No lugar dele, assumiu Nelson Antônio de Souza, atual dirigente da instituição.
Inquérito de fraudes financeiras
A suspeita de fraudes financeiras na gestão do BRB também levou a PF a abrir um novo inquérito, especificamente sobre o caso, na última semana. A informação foi divulgada pela colunista Míriam Leitão, do jornal “O Globo”, e o blog também teve acesso.
O novo inquérito foi aberto porque há indícios de práticas de gestão fraudulenta além das já apontadas envolvendo a proposta de compra do Banco Master, na investigação de supostas fraudes financeiras relacionadas ao banco de Daniel Vorcaro.
A PF apura uma aquisição “pulverizada” — ou seja, fragmentada e dificultada de rastreamento — de ações do Banco de Brasília (BRB) por empresários ligados ao Banco Master e à Reag Investimentos.

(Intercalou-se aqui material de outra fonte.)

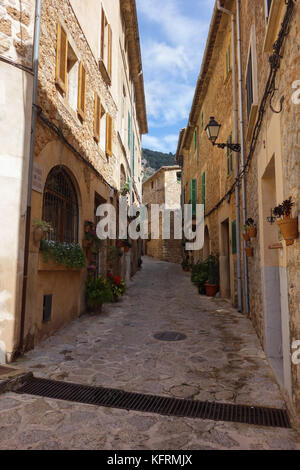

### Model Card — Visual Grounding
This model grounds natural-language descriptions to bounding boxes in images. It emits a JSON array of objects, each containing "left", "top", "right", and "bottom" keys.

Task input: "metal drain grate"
[
  {"left": 16, "top": 377, "right": 291, "bottom": 428},
  {"left": 154, "top": 331, "right": 186, "bottom": 341}
]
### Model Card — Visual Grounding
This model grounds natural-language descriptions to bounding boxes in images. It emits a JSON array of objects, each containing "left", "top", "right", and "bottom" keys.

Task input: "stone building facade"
[
  {"left": 177, "top": 0, "right": 300, "bottom": 426},
  {"left": 0, "top": 0, "right": 147, "bottom": 362},
  {"left": 143, "top": 166, "right": 182, "bottom": 263}
]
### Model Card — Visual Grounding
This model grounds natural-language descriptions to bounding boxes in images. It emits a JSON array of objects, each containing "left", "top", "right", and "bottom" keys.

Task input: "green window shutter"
[
  {"left": 232, "top": 220, "right": 237, "bottom": 255},
  {"left": 201, "top": 173, "right": 206, "bottom": 213},
  {"left": 227, "top": 134, "right": 233, "bottom": 176},
  {"left": 190, "top": 179, "right": 197, "bottom": 217},
  {"left": 128, "top": 112, "right": 131, "bottom": 149},
  {"left": 132, "top": 134, "right": 135, "bottom": 178}
]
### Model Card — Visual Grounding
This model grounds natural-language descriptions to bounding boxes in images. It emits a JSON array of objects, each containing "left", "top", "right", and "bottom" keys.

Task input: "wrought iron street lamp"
[{"left": 205, "top": 116, "right": 241, "bottom": 153}]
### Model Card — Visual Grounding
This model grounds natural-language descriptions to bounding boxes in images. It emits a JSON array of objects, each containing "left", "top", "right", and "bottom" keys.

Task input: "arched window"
[{"left": 43, "top": 166, "right": 78, "bottom": 243}]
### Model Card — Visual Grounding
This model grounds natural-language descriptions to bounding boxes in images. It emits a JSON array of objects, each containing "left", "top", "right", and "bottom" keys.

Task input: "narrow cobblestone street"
[{"left": 0, "top": 258, "right": 300, "bottom": 450}]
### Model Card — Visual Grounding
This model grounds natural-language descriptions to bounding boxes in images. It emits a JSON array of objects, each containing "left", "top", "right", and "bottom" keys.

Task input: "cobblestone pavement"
[{"left": 0, "top": 258, "right": 300, "bottom": 450}]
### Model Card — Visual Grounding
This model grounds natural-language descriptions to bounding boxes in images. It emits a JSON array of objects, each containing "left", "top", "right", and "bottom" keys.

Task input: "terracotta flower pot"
[
  {"left": 204, "top": 283, "right": 218, "bottom": 297},
  {"left": 245, "top": 247, "right": 253, "bottom": 258},
  {"left": 33, "top": 227, "right": 46, "bottom": 243},
  {"left": 277, "top": 217, "right": 298, "bottom": 240},
  {"left": 247, "top": 227, "right": 257, "bottom": 238}
]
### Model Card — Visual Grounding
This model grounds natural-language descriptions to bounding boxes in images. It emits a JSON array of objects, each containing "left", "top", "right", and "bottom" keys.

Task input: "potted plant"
[
  {"left": 108, "top": 274, "right": 126, "bottom": 302},
  {"left": 204, "top": 254, "right": 220, "bottom": 297},
  {"left": 273, "top": 197, "right": 298, "bottom": 241},
  {"left": 85, "top": 276, "right": 114, "bottom": 313},
  {"left": 120, "top": 181, "right": 130, "bottom": 196},
  {"left": 246, "top": 218, "right": 257, "bottom": 238},
  {"left": 191, "top": 260, "right": 209, "bottom": 295},
  {"left": 245, "top": 246, "right": 253, "bottom": 258},
  {"left": 33, "top": 219, "right": 53, "bottom": 243},
  {"left": 181, "top": 256, "right": 191, "bottom": 272},
  {"left": 243, "top": 225, "right": 250, "bottom": 242}
]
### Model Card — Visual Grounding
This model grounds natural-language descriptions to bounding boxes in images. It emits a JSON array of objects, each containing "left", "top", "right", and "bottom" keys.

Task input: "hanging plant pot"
[
  {"left": 247, "top": 227, "right": 257, "bottom": 238},
  {"left": 277, "top": 217, "right": 298, "bottom": 240},
  {"left": 245, "top": 247, "right": 253, "bottom": 258},
  {"left": 33, "top": 227, "right": 46, "bottom": 243},
  {"left": 204, "top": 282, "right": 218, "bottom": 297}
]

Segundo a investigação, o dono do Banco Master, Daniel Vorcaro, o ex-sócio do Master Maurício Quadrado e o fundador e ex-executivo da Reag Investimentos João Carlos Mansur compraram ações do BRB como pessoas físicas, mas por meio de vários fundos e estruturas intermediárias, o que teria dificultado a identificação dos reais compradores.